As a result, 2 Milly contends he’s owed profits 💰 that Fornite made from the dance.

2 Milly’s lawsuit leads us to the question at hand: 

❓Can you copyright choreography?

The problem with Agnes de Mille

This isn’t the first time this question has been raised. In 1943, Agnes de Mille choreographed the musical Oklahoma. 

As the years passed and the musical grew in popularity, it brought in over $60 million! 🤑 However, Agnes de Mille earned nothing ❌ in royalties or payment from the dance moves she created. 

The Copyright Act 📜

Thankfully, in 1976, the United States established the Copyright Act, which stated that choreography could be copyrighted, so long as it was original and was fixed in a tangible means of expression. 

Examples of “tangible means of expression” have been defined throughout the years, most notably in the 1986 landmark case Horgan vs. MacMillan. 

This case involved the estate of the deceased George Balanchine, who choreographed the Nutcracker Suite 💃 in 1954. 

When, after Balanchine’s death, MacMillan published a book featuring some of his iconic dance moves, Balanchine’s estate sued the company and won 🙌.  

While this case demonstrated that you can indeed copyright choreography, there are still limitations to how far the protection 🛡️ extends. 

Original and tangible means of expression

If we revisit the language ✍️ in the 1976 Copyright Act, we can dig deeper to understand exactly what constitutes “choreography” and when it’s protected.

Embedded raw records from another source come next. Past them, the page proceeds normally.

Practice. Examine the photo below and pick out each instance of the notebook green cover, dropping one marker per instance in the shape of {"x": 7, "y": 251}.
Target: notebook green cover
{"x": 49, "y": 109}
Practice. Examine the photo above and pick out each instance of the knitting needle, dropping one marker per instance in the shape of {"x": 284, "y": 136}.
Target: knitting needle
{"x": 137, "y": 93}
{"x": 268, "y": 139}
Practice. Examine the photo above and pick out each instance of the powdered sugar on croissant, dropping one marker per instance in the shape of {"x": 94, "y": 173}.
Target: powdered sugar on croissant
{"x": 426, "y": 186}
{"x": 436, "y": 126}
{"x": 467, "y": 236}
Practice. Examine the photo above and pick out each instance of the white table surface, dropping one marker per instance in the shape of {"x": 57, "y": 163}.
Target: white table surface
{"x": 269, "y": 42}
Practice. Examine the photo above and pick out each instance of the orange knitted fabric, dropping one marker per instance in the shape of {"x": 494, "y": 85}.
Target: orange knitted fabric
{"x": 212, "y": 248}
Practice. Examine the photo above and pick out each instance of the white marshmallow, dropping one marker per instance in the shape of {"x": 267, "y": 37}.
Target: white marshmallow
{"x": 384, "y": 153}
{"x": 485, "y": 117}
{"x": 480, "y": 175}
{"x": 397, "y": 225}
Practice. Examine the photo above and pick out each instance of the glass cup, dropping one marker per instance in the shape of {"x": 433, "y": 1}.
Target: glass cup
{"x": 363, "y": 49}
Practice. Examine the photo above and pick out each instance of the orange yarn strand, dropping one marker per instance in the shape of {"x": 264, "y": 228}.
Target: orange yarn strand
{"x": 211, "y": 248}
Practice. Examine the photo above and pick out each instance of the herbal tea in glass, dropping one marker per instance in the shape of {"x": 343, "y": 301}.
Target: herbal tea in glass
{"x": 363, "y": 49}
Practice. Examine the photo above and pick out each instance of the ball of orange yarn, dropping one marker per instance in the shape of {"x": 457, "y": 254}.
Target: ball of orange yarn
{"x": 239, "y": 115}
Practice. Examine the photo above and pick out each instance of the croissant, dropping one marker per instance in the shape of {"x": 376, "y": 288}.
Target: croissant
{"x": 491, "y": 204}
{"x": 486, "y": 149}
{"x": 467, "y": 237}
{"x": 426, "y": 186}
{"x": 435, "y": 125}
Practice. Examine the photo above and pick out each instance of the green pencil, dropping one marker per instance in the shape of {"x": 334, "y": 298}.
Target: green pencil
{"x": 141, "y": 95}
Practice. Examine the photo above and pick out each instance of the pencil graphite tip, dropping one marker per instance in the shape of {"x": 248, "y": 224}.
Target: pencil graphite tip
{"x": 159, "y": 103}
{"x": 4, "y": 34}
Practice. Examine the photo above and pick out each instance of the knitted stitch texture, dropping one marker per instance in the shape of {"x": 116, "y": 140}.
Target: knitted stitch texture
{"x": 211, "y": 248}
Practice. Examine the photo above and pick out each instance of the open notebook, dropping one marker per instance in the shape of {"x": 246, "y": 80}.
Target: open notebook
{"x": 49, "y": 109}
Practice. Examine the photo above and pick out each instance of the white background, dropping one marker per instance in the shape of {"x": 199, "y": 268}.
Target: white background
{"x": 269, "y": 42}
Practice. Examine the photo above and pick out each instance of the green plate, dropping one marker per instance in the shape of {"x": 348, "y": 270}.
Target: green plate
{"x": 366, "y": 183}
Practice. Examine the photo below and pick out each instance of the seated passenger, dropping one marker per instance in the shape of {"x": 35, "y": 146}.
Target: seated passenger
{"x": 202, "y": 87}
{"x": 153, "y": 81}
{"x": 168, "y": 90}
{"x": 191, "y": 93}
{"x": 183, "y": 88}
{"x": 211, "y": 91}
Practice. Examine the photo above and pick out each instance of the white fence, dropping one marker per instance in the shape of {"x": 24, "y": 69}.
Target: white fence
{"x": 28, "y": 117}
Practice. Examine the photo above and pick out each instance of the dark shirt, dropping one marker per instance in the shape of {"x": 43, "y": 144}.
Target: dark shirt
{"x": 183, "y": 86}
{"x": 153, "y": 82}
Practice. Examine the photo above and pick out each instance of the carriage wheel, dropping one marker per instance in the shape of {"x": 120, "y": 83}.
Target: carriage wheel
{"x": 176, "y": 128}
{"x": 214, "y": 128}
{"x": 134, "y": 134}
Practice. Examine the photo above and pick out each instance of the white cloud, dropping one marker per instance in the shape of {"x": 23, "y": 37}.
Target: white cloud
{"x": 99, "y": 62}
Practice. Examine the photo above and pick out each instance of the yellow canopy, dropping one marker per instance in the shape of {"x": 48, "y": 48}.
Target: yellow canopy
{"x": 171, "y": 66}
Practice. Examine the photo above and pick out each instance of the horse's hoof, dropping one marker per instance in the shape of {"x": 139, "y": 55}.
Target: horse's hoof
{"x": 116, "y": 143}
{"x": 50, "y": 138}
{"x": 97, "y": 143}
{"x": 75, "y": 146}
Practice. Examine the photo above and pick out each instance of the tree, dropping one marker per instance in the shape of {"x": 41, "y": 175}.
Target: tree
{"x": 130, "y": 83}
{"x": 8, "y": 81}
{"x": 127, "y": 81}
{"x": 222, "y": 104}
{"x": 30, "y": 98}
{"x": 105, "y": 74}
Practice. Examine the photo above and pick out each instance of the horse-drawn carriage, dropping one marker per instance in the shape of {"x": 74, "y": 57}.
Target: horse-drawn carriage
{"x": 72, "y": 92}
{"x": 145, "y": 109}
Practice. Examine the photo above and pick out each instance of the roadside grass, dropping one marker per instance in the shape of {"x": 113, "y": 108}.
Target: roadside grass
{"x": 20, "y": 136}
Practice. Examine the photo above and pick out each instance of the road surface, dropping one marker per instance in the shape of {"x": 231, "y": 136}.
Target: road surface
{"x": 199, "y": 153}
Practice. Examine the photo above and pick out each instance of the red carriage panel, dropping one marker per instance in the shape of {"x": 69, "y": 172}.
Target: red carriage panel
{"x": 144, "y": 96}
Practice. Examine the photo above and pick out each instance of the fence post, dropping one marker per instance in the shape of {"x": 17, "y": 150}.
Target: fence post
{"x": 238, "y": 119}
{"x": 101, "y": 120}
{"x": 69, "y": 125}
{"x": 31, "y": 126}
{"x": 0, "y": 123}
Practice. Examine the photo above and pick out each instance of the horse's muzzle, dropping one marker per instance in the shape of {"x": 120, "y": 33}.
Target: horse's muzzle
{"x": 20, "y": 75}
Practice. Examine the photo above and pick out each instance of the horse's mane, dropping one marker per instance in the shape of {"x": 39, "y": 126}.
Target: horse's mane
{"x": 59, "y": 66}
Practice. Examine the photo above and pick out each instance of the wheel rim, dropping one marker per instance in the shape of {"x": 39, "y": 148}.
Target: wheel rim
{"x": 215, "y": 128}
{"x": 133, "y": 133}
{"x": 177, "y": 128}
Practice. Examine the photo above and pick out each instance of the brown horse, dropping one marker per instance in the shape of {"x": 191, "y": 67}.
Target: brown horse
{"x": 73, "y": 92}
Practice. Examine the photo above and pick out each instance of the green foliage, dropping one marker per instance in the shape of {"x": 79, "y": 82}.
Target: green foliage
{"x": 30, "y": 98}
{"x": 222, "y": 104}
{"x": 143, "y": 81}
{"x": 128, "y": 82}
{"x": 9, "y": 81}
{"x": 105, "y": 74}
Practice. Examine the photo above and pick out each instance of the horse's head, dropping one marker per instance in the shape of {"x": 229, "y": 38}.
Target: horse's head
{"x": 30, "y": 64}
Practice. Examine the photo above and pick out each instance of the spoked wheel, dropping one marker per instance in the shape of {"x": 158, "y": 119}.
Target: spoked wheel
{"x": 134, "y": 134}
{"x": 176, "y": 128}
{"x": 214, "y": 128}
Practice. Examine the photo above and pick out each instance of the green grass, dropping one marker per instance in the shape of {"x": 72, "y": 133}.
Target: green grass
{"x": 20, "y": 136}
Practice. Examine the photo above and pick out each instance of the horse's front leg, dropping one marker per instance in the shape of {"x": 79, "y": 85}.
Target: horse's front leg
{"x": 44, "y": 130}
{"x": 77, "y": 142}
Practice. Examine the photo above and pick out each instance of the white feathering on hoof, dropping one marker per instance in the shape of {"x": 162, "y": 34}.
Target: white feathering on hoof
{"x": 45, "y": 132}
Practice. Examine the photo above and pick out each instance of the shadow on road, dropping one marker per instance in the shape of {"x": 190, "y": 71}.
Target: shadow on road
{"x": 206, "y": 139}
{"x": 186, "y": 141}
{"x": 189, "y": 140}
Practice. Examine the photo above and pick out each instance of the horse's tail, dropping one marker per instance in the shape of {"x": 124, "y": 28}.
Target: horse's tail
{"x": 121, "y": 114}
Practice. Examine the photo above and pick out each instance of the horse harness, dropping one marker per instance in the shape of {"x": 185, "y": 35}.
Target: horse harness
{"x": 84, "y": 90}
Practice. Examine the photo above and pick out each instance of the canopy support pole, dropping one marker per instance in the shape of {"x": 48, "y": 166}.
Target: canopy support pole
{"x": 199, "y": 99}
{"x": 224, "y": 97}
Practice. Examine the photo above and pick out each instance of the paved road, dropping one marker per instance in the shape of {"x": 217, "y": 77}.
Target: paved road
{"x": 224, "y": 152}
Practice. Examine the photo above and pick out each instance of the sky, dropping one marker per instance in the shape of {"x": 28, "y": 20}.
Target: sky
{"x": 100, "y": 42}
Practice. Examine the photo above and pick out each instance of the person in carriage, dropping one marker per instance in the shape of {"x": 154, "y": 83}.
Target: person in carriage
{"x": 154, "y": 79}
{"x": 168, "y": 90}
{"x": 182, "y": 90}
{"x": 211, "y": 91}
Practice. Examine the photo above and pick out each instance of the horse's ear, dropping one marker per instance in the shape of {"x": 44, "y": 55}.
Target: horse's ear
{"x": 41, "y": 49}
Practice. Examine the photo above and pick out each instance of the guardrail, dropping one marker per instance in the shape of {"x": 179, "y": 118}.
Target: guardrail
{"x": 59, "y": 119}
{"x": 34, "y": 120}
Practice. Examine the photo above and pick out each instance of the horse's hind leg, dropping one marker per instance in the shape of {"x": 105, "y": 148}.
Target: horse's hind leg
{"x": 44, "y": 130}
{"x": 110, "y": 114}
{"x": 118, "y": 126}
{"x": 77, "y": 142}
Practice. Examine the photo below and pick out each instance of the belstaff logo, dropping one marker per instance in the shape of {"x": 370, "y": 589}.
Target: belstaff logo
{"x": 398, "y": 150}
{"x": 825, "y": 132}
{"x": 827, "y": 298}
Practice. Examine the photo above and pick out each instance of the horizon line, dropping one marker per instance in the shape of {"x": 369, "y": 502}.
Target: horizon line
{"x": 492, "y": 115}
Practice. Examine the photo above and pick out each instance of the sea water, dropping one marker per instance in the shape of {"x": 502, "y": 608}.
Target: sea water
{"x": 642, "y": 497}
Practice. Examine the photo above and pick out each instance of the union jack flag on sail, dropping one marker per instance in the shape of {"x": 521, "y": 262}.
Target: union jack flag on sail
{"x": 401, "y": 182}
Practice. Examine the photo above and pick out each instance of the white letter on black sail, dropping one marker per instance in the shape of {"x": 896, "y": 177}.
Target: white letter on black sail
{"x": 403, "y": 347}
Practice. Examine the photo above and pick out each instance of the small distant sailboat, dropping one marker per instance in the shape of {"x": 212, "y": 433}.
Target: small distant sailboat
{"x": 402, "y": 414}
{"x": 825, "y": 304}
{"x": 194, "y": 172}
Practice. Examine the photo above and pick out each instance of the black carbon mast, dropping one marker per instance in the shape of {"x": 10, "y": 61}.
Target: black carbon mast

As a reminder, the Copyright Act states that choreography can be copyrighted if: 

  1. It’s fixed in a tangible means of expression

  2. It’s original 

Much like the images in MacMillan’s Nutcracker Suite book, the Fortnite emote is pretty clearly fixed in a tangible means of expression. 

If we were to do a frame-by-frame comparison of the Fortnite animation and 2 Milly’s dance, we could prove this fixation and therefore satisfy the second requirement for copywriting of dance moves 🤷. 

However, unlike Balanchine’s ballet choreography, it would be difficult to argue for the originality ☝️ of 2 Milly’s dance. 

After consulting with Dave Klein of Dave Control, I gathered that the consensus among dance experts is that the “Milly Rock” is nothing more than a sloppy robot 🤖 dance with hip sways. 

Additionally, experts are unsure whether such a short combination of movements would even constitute as “choreography”. 

With this in mind, 2 Milly’s choreography in all likelihood would not 🚫 be copyrighted because it does not satisfy both requirements outlined in the Copyright Act. 

What do you think of 2 Milly’s case? Would you argue for the originality of the “Milly Rock”? Leave a comment with your thoughts below.

If you’re interested in reading about the 2 Milly case or learning more about choreography copyright laws, click here to read Epic’s response to the complaint.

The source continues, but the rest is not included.